Towards understanding how attention mechanism works in deep learning

• URL: http://arxiv.org/abs/2412.18288v1
• Date: Tue, 24 Dec 2024 08:52:06 GMT
• Title: Towards understanding how attention mechanism works in deep learning
• Authors: Tianyu Ruan, Shihua Zhang,
• Abstract summary: We study the process of computing similarity using classic metrics and vector space properties in manifold learning, clustering, and supervised learning. We decompose the self-attention mechanism into a learnable pseudo-metric function and an information propagation process based on similarity computation. We propose a modified attention mechanism called metric-attention by leveraging the concept of metric learning to facilitate the ability to learn desired metrics more effectively.
• Score: 8.79364699260219
• License:
• Abstract: Attention mechanism has been extensively integrated within mainstream neural network architectures, such as Transformers and graph attention networks. Yet, its underlying working principles remain somewhat elusive. What is its essence? Are there any connections between it and traditional machine learning algorithms? In this study, we inspect the process of computing similarity using classic metrics and vector space properties in manifold learning, clustering, and supervised learning. We identify the key characteristics of similarity computation and information propagation in these methods and demonstrate that the self-attention mechanism in deep learning adheres to the same principles but operates more flexibly and adaptively. We decompose the self-attention mechanism into a learnable pseudo-metric function and an information propagation process based on similarity computation. We prove that the self-attention mechanism converges to a drift-diffusion process through continuous modeling provided the pseudo-metric is a transformation of a metric and certain reasonable assumptions hold.

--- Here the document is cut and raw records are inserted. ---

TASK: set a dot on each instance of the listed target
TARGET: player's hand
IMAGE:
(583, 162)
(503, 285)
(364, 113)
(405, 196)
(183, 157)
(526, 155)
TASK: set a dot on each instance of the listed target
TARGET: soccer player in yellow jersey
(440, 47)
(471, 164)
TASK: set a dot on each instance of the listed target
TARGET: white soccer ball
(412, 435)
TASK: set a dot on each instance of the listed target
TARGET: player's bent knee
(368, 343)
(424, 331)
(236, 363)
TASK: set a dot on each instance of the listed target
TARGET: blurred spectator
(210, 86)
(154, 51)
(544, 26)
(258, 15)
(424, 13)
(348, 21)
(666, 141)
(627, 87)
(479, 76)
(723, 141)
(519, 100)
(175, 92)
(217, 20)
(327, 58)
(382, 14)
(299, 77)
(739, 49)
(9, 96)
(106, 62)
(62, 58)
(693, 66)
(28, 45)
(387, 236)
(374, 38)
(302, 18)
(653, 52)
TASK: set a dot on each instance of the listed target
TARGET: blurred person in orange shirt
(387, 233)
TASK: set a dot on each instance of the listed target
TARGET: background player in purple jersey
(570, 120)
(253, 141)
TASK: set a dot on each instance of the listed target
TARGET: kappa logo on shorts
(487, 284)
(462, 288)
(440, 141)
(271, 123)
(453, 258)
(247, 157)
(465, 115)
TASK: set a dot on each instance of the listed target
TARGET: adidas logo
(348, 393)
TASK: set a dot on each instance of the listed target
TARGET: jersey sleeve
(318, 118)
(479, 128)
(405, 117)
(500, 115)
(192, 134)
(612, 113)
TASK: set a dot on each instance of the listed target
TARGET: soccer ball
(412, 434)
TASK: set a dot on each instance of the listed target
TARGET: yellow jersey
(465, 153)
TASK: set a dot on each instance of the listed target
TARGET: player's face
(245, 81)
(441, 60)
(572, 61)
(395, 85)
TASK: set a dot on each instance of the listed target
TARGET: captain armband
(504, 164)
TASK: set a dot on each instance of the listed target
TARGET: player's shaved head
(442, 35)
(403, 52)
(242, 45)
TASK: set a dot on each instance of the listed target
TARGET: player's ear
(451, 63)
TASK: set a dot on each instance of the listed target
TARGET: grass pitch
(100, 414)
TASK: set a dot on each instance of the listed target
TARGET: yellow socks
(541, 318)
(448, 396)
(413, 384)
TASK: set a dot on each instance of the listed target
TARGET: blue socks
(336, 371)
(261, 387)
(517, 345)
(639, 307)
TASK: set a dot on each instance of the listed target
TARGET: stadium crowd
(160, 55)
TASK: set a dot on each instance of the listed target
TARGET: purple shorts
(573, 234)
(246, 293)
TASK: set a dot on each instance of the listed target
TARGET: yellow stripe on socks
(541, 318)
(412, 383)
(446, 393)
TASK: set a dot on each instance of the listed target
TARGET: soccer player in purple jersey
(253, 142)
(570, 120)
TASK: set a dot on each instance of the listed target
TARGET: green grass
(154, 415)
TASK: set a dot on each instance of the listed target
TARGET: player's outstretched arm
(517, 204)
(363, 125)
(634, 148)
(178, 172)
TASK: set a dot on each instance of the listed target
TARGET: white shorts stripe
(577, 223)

This equation could be transformed into a heat equation under a new metric. In addition, we give a first-order analysis of attention mechanism with a general pseudo-metric function. This study aids in understanding the effects and principle of attention mechanism through physical intuition. Finally, we propose a modified attention mechanism called metric-attention by leveraging the concept of metric learning to facilitate the ability to learn desired metrics more effectively. Experimental results demonstrate that it outperforms self-attention regarding training efficiency, accuracy, and robustness.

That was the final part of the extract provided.